Monday’s online issue of the Annals of Internal Medicine includes two commentaries that discuss the findings of February’s Canadian study as well as a 2013 review of 11 trials on the benefits and harms of breast cancer screening.
- Breast cancer death rates in Canada didn't improve with mammograms
Dr. Russell Harris, who studies preventive medicine at the University of North Carolina, said the update of the Canadian National Breast Screening Study offers two messages:
- Annual mammography did not reduce breast cancer deaths for women aged 40 to 59 compared with women who had (aged 50 to 59) or did not have (aged 40 to 49) clinical breast exams.
- Overdiagnosis — being diagnosed and presumably treated for breast cancer that would never threaten a patient’s life — is real and makes up at least 22 per cent of cases of invasive breast cancer detected with screening.

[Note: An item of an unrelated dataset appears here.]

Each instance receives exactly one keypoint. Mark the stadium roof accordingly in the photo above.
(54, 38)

"If mammography is really not more than a partial answer to the problem of breast cancer, what further action can women take to deal with a disease that seems unpredictable and uncontrollable? The answer lies in reframing the issue," Harris concludes.
"If we can come to think of screening in a more limited way, moving some of our hope to lifestyle change, we could potentially reduce the harms of screening and gain the multiple benefits of a healthy lifestyle."
A second commentary by Swiss researchers published in the same issue was entitled, "It is time to initiate another breast cancer screening trial."
When Dr. Peter Juni of the University of Bern’s Institute of Social and Preventive Medicine analyzed the results of 11 screening trials, he and his team concluded that collectively the analyses do not provide any evidence for an effect of mammography screening on all-cause mortality, which Juni’s team called the most definite measure of the net benefits of mammography. (All-cause mortality is a measure of total death rate without considering specific cause of death that can be used to make comparisons over time.)
Since none of the trials were done in the era of modern breast cancer treatment, Juri argues that the only way to know for sure is to start a new trial with contemporary screening and breast cancer treatments.